In einem einmaligen Vorgang war Sarkozy im Oktober per Haftbefehl ins Gefängnis gekommen. In der Affäre um mutmassliche Wahlkampfgelder aus Libyen hatte ein Pariser Strafgericht ihn wegen Mitgliedschaft in einer kriminellen Vereinigung zu fünf Jahren Haft verurteilt. Dabei ordnete das Gericht an, die Strafe vorläufig zu vollstrecken, obwohl der Konservative in Berufung ging. Noch nie erhielt ein früheres Staatsoberhaupt in der jüngeren französischen Geschichte eine so harte Strafe.
Justizaufsicht statt Zelle
Etwa drei Wochen musste Sarkozy daraufhin in dem Pariser Gefängnis La Santé verbringen. Untergebracht war er in einem isolierten und besonders geschützten Bereich, jedoch in einer normalen, schlichten Zelle. Mit Haftantritt konnten die Anwälte des Konservativen beantragt, dass der 70-Jährige vorerst wieder aus dem Gefängnis kommt, und taten das postwendend. Dem wurde nun stattgegeben.
Weil Sarkozy das Urteil anficht, gilt er nicht als verurteilter Straftäter, sondern lediglich als Verdächtiger. Doch da seine Inhaftierung mit vorläufiger Vollstreckung vom Gericht bestimmt wurde, musste er dennoch in Haft.
Zu den Auflagen, die das Berufungsgericht mit Sarkozys Freilassung aus dem Gefängnis verband, gehört, dass der Ex-Präsident Frankreich nicht verlassen darf. Ausserdem wurde ein Kontaktverbot mit Prozessbeteiligten sowie mit Justizminister Gérald Darmanin verhängt. Dieser hatte Sarkozy, der sein politischer Mentor war, in der Haft besucht und damit die Kritik auf sich gezogen. Darmanin hatte den Besuch vorab damit begründet, dass er sich vergewissern wolle, ob die Sicherheitsbedingungen angemessen sind.
Wollte «Sarko» Gelder aus Libyen beschaffen?
In der Libyen-Affäre geht es um den Vorwurf, dass für Sarkozys Präsidentenwahlkampf 2007 illegal Geld von der Führung Libyens unter dem damaligen Machthaber Muammar Gaddafi geflossen sein soll.

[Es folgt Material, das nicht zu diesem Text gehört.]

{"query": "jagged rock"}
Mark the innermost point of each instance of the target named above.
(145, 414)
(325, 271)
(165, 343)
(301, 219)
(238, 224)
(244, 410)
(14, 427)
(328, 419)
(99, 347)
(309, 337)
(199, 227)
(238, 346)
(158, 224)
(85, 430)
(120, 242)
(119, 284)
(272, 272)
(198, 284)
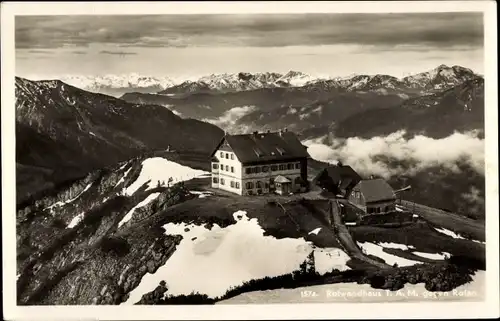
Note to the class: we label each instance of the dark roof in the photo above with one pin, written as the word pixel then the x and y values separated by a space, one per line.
pixel 375 190
pixel 340 174
pixel 262 147
pixel 282 179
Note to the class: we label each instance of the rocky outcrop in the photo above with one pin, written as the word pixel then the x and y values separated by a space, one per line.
pixel 71 251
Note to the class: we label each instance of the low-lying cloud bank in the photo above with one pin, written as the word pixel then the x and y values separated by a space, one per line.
pixel 394 155
pixel 229 119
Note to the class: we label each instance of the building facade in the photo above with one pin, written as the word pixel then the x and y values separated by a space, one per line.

Sarkozy hatte in dem Verfahren stets seine Unschuld beteuert. Seine Verurteilung sah er als «unerträglichen Ungerechtigkeit» und einen Skandal. «Ich werde bis zu meinem letzten Atemzug kämpfen, um meine vollständige Unschuld zu beweisen.» Eine Entscheidung in zweiter Instanz dürfte allerdings erst frühestens im kommenden Jahr fallen. Ob Sarkozy dort mit einem Freispruch oder einer milderen Strafe rechnen kann, ist ungewiss.
Vom höchsten Staatsamt ins Gefängnis
Der Gefängnisaufenthalt ist für Sarkozy ein tiefer Fall und seine bislang herbste Niederlage im Kampf, den er sich seit Jahren mit der Justiz liefert. Bereits in zwei anderen Fällen war der einstige Hoffnungsträger der bürgerlichen Rechten Frankreichs verurteilt worden, einmal davon rechtskräftig.
Gut drei Monate musste er wegen Bestechung und unerlaubter Einflussnahme eine Fussfessel tragen. Sein Haus durfte er nur zu bestimmten Zeiten verlassen. Die ursprünglich auf ein Jahr angelegt Strafe wurde wegen des hohen Alters des Spitzenpolitikers verkürzt.
Bereits Sarkozys Amtszeit im Élysée-Palast von 2007 bis 2012 war von Affären um reiche Freunde, Vetternwirtschaft und masslose Regierungsmitglieder geprägt. Die Wahl 2012 verlor er als Amtsinhaber gegen den Sozialisten François Hollande. Fünf Jahre später scheiterte er bereits im parteiinternen Auswahlverfahren. Trotz seines Kampfs mit der Justiz und ohne Ämter galt er bei Anhängern der bürgerlichen Rechten bis zuletzt als einflussreiche Stimme.